[Fleet] Test full upgrade migration scenarios
Fleet has many movable parts and it is tricky to test all upgrade scenarios manually. The most common upgrade scenario likely looks as following:
- Upgrade Elasticsearch / Kibana
- Upgrade Elastic Agent with Fleet Server
- Upgrade packages
- Upgrade Elastic Agents
But it could well be, that the packages are upgraded before fleet-server or Elastic Agent is upgrade. It would be nice to have multiple upgrade scenarios where the exact versions before and after the migration of the different components can be passed in to see if it works e2e. I'll use the system package as the example below as it is the one I think we should test first.
Scenario
- Spin up Elastic Stack with Elastic Agent and System package in version 7.13
- Check if data is shipping
- Upgrade Elasticsearch and Kibana to 7.14
- Check data that is still shipping and Elastic Agents / Fleet Server are healthy
- Upgrade Elastic Agent with Fleet Server to 7.14 through API call to Kibana to trigger upgrade
- Check healthy and data shipping
- Upgrade Elastic Agents to 7.14 through API call to Kibana to trigger upgrade
- Check healthy and data shipping
- Upgrade System package to latest version
- Check healthy and data shipping
Every version above could be replaced through a variable. It would be nice if the setup would allow to pass in the variables to run. This would make it very easy to reproduce a certain scenario where a bug has been reported.

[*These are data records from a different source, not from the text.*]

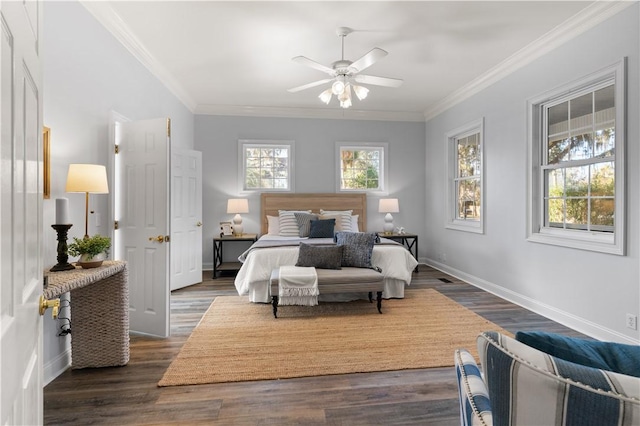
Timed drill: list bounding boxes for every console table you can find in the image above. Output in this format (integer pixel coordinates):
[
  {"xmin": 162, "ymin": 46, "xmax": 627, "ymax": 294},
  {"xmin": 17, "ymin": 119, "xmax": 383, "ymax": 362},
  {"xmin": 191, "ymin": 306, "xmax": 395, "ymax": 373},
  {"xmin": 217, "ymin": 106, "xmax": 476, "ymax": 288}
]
[{"xmin": 43, "ymin": 261, "xmax": 129, "ymax": 369}]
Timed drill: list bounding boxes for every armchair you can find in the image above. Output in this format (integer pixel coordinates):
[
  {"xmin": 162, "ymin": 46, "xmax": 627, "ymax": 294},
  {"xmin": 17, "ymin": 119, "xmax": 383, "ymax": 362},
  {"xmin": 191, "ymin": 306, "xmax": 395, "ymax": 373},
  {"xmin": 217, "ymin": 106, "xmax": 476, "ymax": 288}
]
[{"xmin": 454, "ymin": 332, "xmax": 640, "ymax": 426}]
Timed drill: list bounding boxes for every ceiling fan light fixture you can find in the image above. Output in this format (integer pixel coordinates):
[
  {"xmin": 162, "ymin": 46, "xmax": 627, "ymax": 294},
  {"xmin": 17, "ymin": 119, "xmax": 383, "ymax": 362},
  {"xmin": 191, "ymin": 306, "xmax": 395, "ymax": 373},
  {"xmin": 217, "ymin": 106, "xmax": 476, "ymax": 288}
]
[
  {"xmin": 318, "ymin": 88, "xmax": 333, "ymax": 105},
  {"xmin": 353, "ymin": 84, "xmax": 369, "ymax": 101},
  {"xmin": 331, "ymin": 80, "xmax": 345, "ymax": 95},
  {"xmin": 338, "ymin": 84, "xmax": 351, "ymax": 108}
]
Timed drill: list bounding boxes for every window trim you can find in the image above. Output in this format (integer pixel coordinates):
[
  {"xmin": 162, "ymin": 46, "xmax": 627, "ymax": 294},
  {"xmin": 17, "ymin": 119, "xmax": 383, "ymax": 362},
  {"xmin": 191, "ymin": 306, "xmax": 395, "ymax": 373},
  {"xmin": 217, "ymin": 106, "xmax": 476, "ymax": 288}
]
[
  {"xmin": 335, "ymin": 142, "xmax": 389, "ymax": 195},
  {"xmin": 526, "ymin": 57, "xmax": 627, "ymax": 256},
  {"xmin": 238, "ymin": 139, "xmax": 295, "ymax": 194},
  {"xmin": 445, "ymin": 117, "xmax": 485, "ymax": 234}
]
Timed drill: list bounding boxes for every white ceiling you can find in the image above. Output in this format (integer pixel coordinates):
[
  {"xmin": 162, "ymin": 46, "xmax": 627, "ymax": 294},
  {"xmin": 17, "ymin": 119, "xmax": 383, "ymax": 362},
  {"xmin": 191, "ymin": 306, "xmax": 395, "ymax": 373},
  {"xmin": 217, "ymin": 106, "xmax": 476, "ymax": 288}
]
[{"xmin": 83, "ymin": 1, "xmax": 614, "ymax": 120}]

There are also variations to the above scenario
- Skip a minor release for the Elastic Stack upgrade
- Upgrade packages first before Elastic Agents are upgrade
- Upgrade Elastic Agents manually instead of through Fleet
- Try error scenarios for upgrade order that should not work, like upgrading the Elastic Agent first
@cachedout I am not sure if we should move this issue to other repo
@kuisathaverat Which repo were you thinking of?
@cachedout I am not sure, the issue is related to the e2e framework, we have deprecated it so if we plan to do something about upgrades testing we should move it to the robots repo or oblt clusters. An upgrade test is pretty straightforward, the only part to implement is the verifications we want to put in place.